墨俣での築城はプレハブ建築で奪われ、金ヶ崎での決死の殿軍は安全な遠足へと変えられ、比叡山の焼き討ち回避や本願寺の無血開城……自分が活躍して歴史に名を刻むべき最高の舞台は、ことごとくあの男の理解不能なチートによって奪われ、踏みにじられてきたのだ。
だが、この「行軍速度」と「泥水すすって這い上がる執念」だけは、絶対に誰にも負けない。あの涼しい顔をして常に優雅に扇子を揺らしているエリートには、絶対に真似できない泥臭い狂気だ。
(神速で戻ってきたわしを見て、あの常に余裕ぶり、すべてを見透かしている憎き明智光秀が、驚愕し、己の計算違いに狼狽し、恐怖に顔を歪めて泥水の中で命乞いをする! その高慢な顔を、わしが足で思い切り踏み躙ってやるのじゃ!!)

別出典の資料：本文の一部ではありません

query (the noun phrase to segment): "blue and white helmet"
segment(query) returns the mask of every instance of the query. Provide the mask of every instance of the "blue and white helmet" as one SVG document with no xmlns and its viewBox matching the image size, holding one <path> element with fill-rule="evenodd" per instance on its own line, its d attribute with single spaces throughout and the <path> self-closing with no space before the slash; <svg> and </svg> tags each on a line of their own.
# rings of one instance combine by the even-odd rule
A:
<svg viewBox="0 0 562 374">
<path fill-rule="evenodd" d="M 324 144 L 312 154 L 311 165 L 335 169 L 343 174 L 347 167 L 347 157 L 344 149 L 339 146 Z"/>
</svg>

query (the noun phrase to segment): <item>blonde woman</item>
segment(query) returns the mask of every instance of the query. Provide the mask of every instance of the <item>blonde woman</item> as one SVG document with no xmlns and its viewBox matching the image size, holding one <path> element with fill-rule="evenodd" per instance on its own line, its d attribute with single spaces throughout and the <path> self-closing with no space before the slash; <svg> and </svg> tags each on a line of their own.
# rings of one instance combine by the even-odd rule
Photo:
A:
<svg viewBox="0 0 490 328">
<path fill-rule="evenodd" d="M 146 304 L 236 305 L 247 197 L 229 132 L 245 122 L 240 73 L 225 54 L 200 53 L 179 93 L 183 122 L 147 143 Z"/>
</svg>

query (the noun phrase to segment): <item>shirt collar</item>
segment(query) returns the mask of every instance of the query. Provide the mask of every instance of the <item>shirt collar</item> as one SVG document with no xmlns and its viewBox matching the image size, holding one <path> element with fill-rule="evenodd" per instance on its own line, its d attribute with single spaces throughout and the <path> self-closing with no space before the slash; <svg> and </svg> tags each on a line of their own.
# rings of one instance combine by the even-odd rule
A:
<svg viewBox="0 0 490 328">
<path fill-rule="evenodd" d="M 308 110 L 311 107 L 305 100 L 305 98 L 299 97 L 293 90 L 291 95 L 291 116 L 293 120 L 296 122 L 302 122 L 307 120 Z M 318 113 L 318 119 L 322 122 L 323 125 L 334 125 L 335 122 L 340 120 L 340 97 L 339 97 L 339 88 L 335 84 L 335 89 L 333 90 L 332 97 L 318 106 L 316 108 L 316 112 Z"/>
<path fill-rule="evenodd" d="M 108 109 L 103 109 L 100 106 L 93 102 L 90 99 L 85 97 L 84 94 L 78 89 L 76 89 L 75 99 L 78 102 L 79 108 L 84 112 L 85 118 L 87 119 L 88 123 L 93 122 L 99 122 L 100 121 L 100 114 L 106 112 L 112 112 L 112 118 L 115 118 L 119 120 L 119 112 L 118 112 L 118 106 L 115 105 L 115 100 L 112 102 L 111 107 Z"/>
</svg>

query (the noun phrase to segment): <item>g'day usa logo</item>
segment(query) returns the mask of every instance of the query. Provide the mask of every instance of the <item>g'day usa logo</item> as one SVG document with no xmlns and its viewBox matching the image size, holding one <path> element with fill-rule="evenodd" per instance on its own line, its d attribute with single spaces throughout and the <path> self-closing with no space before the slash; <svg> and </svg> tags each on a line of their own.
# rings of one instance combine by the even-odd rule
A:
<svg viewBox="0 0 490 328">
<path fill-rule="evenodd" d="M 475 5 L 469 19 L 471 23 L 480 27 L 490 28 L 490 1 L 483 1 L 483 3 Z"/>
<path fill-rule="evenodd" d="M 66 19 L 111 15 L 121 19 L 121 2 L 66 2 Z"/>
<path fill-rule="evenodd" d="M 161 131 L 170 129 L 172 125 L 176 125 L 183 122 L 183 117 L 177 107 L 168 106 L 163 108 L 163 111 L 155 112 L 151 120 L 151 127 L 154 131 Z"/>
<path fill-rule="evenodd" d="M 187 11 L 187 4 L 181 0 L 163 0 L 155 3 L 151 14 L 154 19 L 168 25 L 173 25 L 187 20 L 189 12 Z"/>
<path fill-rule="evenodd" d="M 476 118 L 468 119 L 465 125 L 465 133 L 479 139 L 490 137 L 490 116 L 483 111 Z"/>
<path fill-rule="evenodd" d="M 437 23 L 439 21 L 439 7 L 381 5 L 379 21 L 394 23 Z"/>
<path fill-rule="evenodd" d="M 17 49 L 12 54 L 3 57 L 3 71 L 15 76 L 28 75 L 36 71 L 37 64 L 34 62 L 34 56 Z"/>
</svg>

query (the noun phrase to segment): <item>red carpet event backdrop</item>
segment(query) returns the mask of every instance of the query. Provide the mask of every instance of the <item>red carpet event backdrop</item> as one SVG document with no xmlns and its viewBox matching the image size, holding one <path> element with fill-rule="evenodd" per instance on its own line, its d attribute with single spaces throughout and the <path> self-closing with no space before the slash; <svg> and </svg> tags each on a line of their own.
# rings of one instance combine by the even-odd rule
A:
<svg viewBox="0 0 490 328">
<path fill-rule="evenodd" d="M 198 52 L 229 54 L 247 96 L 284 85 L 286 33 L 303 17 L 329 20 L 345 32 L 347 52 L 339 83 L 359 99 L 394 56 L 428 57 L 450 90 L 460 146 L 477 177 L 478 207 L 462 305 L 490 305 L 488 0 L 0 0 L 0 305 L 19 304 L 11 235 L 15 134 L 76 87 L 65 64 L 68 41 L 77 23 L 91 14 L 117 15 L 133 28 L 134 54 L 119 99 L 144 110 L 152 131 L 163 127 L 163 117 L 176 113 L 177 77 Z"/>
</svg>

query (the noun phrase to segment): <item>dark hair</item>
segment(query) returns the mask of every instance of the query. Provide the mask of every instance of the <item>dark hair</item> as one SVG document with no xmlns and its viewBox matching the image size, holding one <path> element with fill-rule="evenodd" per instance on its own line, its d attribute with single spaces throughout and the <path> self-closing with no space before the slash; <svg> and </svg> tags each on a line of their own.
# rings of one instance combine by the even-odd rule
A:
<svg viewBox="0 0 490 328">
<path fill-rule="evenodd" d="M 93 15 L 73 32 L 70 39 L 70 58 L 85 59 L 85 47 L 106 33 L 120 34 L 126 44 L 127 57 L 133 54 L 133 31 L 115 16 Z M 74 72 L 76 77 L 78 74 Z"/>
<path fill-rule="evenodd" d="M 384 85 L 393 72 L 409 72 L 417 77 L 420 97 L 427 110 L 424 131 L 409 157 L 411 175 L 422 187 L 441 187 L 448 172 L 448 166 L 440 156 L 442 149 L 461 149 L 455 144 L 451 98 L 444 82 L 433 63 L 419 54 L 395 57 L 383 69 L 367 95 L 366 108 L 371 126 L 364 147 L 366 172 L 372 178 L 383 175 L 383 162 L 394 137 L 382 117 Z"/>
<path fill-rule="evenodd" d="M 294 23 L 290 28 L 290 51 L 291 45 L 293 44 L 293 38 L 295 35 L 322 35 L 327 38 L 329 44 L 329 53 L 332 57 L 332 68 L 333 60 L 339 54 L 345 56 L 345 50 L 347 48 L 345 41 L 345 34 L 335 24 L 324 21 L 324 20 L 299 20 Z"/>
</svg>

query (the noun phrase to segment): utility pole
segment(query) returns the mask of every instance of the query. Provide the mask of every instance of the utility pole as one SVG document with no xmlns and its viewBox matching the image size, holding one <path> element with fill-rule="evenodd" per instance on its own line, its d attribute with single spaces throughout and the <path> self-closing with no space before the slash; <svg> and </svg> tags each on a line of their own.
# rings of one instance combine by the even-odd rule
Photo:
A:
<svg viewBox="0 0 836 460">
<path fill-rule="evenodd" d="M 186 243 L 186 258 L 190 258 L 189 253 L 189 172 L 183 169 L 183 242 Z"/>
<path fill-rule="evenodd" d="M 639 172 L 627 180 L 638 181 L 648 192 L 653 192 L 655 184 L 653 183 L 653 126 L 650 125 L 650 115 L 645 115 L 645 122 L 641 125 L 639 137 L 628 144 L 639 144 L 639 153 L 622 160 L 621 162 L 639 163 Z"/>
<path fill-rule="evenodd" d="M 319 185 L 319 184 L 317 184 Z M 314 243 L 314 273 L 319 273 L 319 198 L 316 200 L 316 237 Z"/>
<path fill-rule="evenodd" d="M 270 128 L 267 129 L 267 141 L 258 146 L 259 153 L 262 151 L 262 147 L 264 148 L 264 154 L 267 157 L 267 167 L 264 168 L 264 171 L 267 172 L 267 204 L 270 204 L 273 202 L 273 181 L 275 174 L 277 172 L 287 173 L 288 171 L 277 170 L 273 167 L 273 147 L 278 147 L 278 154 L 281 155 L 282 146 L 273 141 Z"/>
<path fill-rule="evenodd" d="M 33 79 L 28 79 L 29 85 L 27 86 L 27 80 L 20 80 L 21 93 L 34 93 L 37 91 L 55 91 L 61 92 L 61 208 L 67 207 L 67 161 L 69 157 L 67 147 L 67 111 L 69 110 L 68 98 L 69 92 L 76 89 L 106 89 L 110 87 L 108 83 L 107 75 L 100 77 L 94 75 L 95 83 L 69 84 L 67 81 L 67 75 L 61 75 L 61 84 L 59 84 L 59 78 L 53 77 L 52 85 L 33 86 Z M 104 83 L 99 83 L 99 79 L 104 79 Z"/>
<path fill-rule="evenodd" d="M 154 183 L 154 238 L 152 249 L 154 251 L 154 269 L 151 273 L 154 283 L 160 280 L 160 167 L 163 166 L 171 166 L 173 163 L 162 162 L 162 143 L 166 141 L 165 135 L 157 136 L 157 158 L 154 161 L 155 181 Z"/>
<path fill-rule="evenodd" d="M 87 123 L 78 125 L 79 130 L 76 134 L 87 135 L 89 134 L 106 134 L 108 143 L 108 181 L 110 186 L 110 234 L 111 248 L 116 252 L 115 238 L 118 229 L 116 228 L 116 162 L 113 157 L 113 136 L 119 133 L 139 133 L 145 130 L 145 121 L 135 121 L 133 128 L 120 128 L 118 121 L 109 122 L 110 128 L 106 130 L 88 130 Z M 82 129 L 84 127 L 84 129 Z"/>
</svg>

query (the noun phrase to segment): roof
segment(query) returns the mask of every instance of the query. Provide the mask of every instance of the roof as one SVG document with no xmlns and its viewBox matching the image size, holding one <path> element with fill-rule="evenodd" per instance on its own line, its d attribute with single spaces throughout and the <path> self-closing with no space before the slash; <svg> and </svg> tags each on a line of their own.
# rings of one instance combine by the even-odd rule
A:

その至高のカタルシスを想像することだけが、極限状態にある秀吉の脳から疲労を麻痺させ、痛みを忘れさせ、三万の泥まみれの大軍勢を東へ、東へと前進させる唯一の原動力だった。アドレナリンという名の脳内麻薬が、秀吉の思考を完全に支配している。
不眠不休。極限の疲労と狂気。
雨風に打たれ、泥にまみれ、落伍者が続出する地獄の行軍の中、秀吉の強烈なカリスマと「主君の仇討ち」という絶対的な大義名分に引っ張られ、羽柴軍は人間の肉体の限界を完全に超越した速度で、運命の地・京へと距離を詰めていった。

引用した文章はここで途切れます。